Following those defeats, the MEK transformed itself into a bizarre cult, with an ideology combining the practices of Jonestown and the Khmer Rouge. Today it would be only a historical curiosity with a few aging followers if it had not invested so much and so wisely in Bolton. Despite the MEK’s dubious past, including terrorism against Americans and support for the 1979–1981 occupation of the U.S. Embassy in Tehran, it has an even more dubious present, with welfare fraud, forced divorces, self-criticism sessions, and a range of other cult practices. As odious as it is, its paid shill now occupies one of our country’s highest national-security positions.
The MEK pays its speakers generously. Figures range from $25,000 to 50,000 and sometimes more. Since Bolton, by his own admission, has been speaking for the group for at least ten years, he has made serious money—around $180,000 by one estimate. His most recent financial disclosure includes a $40,000 payment for a 2017 speech he delivered at an MEK rally in Paris.
The group’s success—despite its aberrant beliefs—is testimony to the power of money spread generously. The MEK has bought support from bipartisan quarters. Its paid American cheerleaders include a former House Speaker (Newt Gingrich), a former cabinet secretary (Bill Richardson), retired generals (Jim Jones, Peter Pace), a former mayor of our largest city (Rudy Giuliani), and a former governor of one of our most progressive states (Howard Dean). They have spoken both at rallies in Europe and at events in Washington.
The MEK has made no secret of its goals: to provoke a war between the U.S. and Iran. In the aftermath, it calculates it would move into the wreckage and pick up the pieces.

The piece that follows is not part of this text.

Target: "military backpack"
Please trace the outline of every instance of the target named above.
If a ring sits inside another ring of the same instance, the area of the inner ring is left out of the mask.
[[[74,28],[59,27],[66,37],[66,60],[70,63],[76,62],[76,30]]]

I recently spoke about the group and its influence to a highly educated audience in Washington—graduates of three of the world’s best universities. Most of the Americans present were unaware of the MEK and its payments to the bellicose national security adviser. All of the Iranian Americans at the meeting, however, knew the group well and detested it. They knew its murderous history in Iran: They knew that in 1979–1980 it supported Iran’s religious extremists in their campaign to silence voices calling for democracy and women’s rights; they knew it called for more executions in the early days of the revolution; they knew it fought alongside the hated Iraqis during the long and bloody Iran-Iraq war; they knew it even launched an armed invasion of Iranian territory in 1988—an invasion stopped with heavy losses.
Although the Iranian Americans present expressed no love for the brutal rulers of the Islamic Republic, they knew that an MEK-ruled Iran would be far worse. It would bring them all the horrors of Stalinism—gulags, one-man (or -woman) rule, confiscations, and executions for being a member of the wrong social class. The current regime has killed thousands. The MEK would kill millions.
By all reports, much of Iran’s population—whatever its view of the Islamic Republic—shares this deep hatred of the MEK. Most Iranians are not deceived by its claims of being democratic. They know its history.
A U.S.-Iran war would inflict heavy damage on Iran’s infrastructure, economy, and population. It would also involve Americans in yet another fiasco in the Middle East. We would again find ourselves in a quagmire that would make Iraq look simple. We should reject the self-serving assumption that military action against Iran will be easy and without cost. It will be neither.
Finally, we must never stop asking, “Who is pushing for war with Iran and why?” The answer should make it very clear we have no business provoking this conflict to serve the interests of an Iranian cult and its paid spokesman.